Reminder: Any opinions, findings and conclusions or recommendations expressed in this material are those of the author(s) and do not necessarily reflect the views of the National Science Foundation (NSF).

I found a bug. How do I report it?

If you think you've found a bug, we request that you open an issue. Don't be shy! Really, it's the best and most convenient way for us to track your issues/bugs/concerns. Other discussions that are not primarily bug-reports should take place via the blis-devel mailing list.

How do I request a new feature?

Feature requests should also be submitted by opening a new issue.

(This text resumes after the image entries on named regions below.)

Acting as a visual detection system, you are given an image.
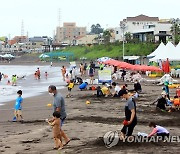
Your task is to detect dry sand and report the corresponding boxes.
[0,58,180,154]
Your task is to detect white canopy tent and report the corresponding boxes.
[150,42,180,62]
[147,42,166,58]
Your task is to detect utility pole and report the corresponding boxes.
[120,21,126,61]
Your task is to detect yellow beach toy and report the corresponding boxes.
[47,104,52,107]
[86,101,91,105]
[149,74,156,78]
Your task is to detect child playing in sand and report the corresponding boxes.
[148,122,169,140]
[44,72,48,79]
[47,111,63,150]
[66,80,74,97]
[14,90,23,121]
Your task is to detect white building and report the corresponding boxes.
[115,15,172,42]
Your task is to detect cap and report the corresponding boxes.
[119,89,128,96]
[161,91,166,95]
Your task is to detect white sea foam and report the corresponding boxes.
[0,65,65,104]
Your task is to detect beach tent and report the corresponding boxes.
[147,42,166,58]
[97,57,111,62]
[1,54,14,59]
[39,54,49,58]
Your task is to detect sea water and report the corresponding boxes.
[0,65,66,105]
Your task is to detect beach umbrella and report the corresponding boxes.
[39,54,49,58]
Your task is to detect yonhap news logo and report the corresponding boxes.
[103,131,119,148]
[103,131,180,148]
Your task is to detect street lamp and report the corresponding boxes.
[120,21,126,61]
[172,18,180,45]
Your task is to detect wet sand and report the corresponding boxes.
[0,58,180,154]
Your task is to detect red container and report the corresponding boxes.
[176,89,180,97]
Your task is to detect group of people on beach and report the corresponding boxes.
[10,62,179,149]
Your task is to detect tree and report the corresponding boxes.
[103,30,111,44]
[91,24,103,34]
[171,19,180,45]
[124,32,131,43]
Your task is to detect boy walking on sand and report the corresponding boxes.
[47,111,63,150]
[13,90,23,121]
[66,80,74,97]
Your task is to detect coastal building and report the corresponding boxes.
[76,34,98,45]
[115,15,172,43]
[55,22,86,44]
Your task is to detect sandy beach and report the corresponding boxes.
[0,58,180,154]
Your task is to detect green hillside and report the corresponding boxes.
[63,43,158,59]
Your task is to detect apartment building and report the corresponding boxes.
[115,15,172,42]
[56,22,86,44]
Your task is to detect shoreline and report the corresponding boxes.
[0,58,180,154]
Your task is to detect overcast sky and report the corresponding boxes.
[0,0,180,38]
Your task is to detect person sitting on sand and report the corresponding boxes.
[112,82,121,97]
[47,111,63,150]
[134,80,142,93]
[152,91,167,111]
[148,122,169,140]
[101,82,111,97]
[79,82,88,90]
[61,66,66,81]
[13,90,23,121]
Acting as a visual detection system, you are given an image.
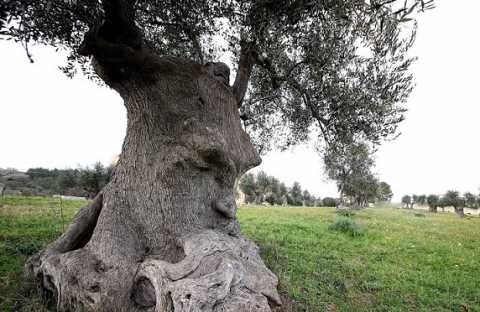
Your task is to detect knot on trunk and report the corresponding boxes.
[205,62,230,86]
[212,196,237,219]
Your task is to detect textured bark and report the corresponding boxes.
[27,52,280,312]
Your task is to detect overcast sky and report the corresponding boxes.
[0,0,480,200]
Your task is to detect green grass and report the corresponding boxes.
[0,197,87,311]
[239,207,480,312]
[0,197,480,312]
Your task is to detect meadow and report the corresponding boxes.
[0,197,480,312]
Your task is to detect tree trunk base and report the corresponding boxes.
[27,208,281,312]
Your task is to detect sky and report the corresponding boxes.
[0,0,480,201]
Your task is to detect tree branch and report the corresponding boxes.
[232,42,257,107]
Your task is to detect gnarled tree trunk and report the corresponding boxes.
[27,53,280,312]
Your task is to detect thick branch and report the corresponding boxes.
[233,44,256,107]
[79,0,143,63]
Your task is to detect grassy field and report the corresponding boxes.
[0,197,480,312]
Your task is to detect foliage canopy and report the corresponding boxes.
[0,0,433,150]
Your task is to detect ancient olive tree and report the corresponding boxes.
[378,181,393,202]
[443,190,465,218]
[402,195,413,209]
[0,0,431,312]
[324,142,378,207]
[427,194,440,213]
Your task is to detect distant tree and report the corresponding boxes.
[57,170,79,194]
[238,173,257,203]
[402,195,412,209]
[79,162,110,198]
[322,197,337,207]
[377,182,393,202]
[444,191,465,217]
[427,195,440,213]
[265,176,282,205]
[323,141,374,204]
[463,192,478,209]
[303,190,315,207]
[410,194,418,209]
[289,182,303,206]
[278,182,288,206]
[438,195,449,212]
[417,194,427,206]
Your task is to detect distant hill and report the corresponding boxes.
[0,163,113,197]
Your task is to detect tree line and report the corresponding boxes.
[402,190,480,217]
[0,162,114,198]
[323,141,393,208]
[238,171,337,207]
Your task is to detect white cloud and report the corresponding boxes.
[0,0,480,200]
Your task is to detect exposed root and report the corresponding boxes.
[133,231,281,312]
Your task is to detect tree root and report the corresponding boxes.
[27,202,281,312]
[134,231,281,312]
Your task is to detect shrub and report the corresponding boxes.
[329,218,367,237]
[322,197,337,207]
[337,209,355,217]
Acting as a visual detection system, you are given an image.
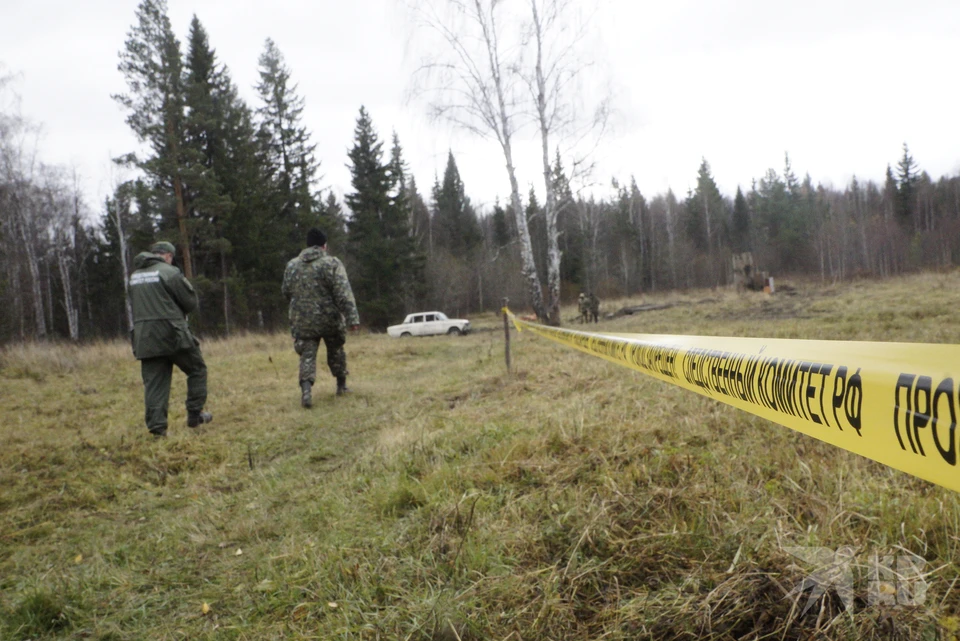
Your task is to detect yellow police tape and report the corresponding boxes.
[503,308,960,491]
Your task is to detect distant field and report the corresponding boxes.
[0,272,960,641]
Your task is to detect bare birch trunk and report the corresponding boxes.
[17,211,47,339]
[474,0,547,322]
[55,244,80,343]
[530,0,560,327]
[114,200,133,330]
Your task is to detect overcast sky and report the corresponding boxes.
[0,0,960,216]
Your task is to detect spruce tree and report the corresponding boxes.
[113,0,193,278]
[730,186,750,253]
[686,158,724,251]
[493,200,510,247]
[346,107,424,329]
[897,143,920,228]
[434,151,482,256]
[257,38,319,242]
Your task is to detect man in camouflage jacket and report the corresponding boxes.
[283,229,360,407]
[130,242,213,436]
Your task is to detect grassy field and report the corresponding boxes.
[0,273,960,641]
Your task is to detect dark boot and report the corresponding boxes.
[187,411,213,427]
[300,381,313,409]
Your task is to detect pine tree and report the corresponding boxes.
[114,0,193,278]
[346,107,424,329]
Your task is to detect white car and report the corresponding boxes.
[387,312,470,338]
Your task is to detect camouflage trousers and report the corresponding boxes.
[293,333,349,385]
[140,347,207,432]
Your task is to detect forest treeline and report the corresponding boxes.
[0,0,960,343]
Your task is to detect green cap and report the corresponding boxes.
[150,240,177,256]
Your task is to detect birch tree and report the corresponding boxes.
[518,0,607,326]
[411,0,548,322]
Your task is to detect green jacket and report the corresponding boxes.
[130,252,197,359]
[283,247,360,338]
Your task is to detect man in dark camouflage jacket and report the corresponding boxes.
[283,229,360,407]
[130,242,213,436]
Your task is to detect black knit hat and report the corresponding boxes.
[307,227,327,247]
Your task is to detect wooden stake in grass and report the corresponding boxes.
[500,296,510,374]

What is the difference between this version of BLIS and the one that AMD maintains?

AMD has chosen BLIS as the open-source foundation for the BLAS component of their AMD Optimizing CPU Libraries (AOCL) toolkit. Our group enjoys a great collaboration and partnership with AMD, and we are pleased to have their enthusiastic support for our project.

At a technical level, AMD's fork of BLIS is considered to be a downstream variant. AMD uses their fork to develop optimizations specific to AMD hardware. Occasionally, AMD will submit pull requests to merge their features, enhancements, and fixes back into our "plain vanilla" upstream repository. So our upstream BLIS will eventually contain most of the modifications originally developed by AMD in their fork, but with a lag. Similarly, features introduced into the upstream BLIS may not be immediately available in AMD's fork, but eventually their team will perform a merge and synchronize with our latest code.

AMD also uses a different versioning system for AOCL which is independent of the versions used by the upstream BLIS project.

Who do I contact if I have a question about the AMD version of BLIS?

For questions or support regarding AMD's fork of BLIS, please contact the AMD Optimizing CPU Libraries group at [email protected].

Where did you get the photo for the BLIS logo / mascot?

The sleeping "BLIS cat" photo was taken by Petar Mitchev and is used with his permission.